During the pre-season, the sRPE did not show significant differences among the days of the week, showing only differences between Saturdays (usually friendly matches) and Tuesdays. This can be explained by the greater variability and higher loads during the pre-season period, adjusting contents to balance training and recovery to optimise conditional performance [14
]. During the in-season, the weekly workload distribution is shown in previous studies [17
]. That is, the sRPE decreased during the week, with higher loads on Monday (first session of the week) after a full recovery day (Sunday), and the lighter loads on Thursday, to rest for Saturday’s match, as a tapering strategy, which attempts to ensure an adequate physiological response to competition [28
Our study has some limitations as the number of external and internal load variables measured, as well as the number of players involved.
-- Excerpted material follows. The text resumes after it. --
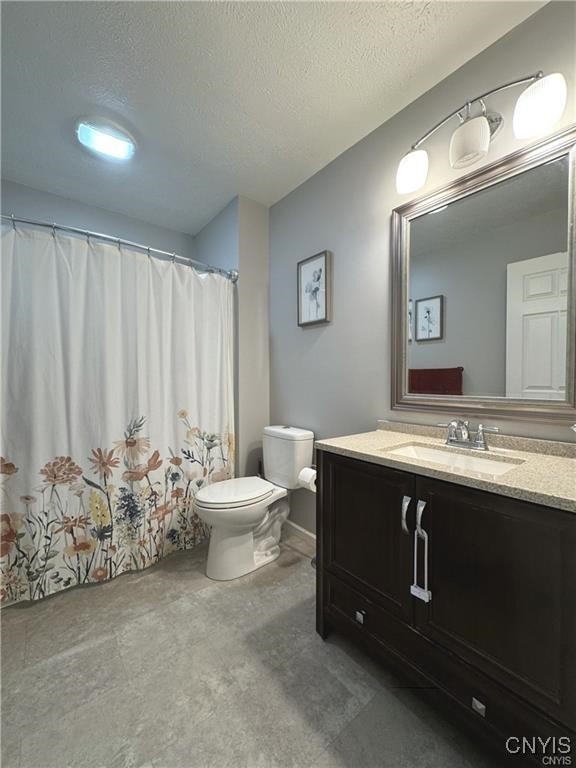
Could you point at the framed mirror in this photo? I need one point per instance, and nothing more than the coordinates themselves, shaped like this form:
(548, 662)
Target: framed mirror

More studies on professional female futsal players are needed, including more assessment tools to support these workloads, such as distance covered, the number of accelerations and decelerations, speed thresholds or changes of direction, among others. Likewise, further research should compare data from players in the First Division with lower divisions, given the differences shown by a previous study [29
], as well as to include other important and specific variables in female athletes, such as the menstrual cycle and hormonal contraceptive use.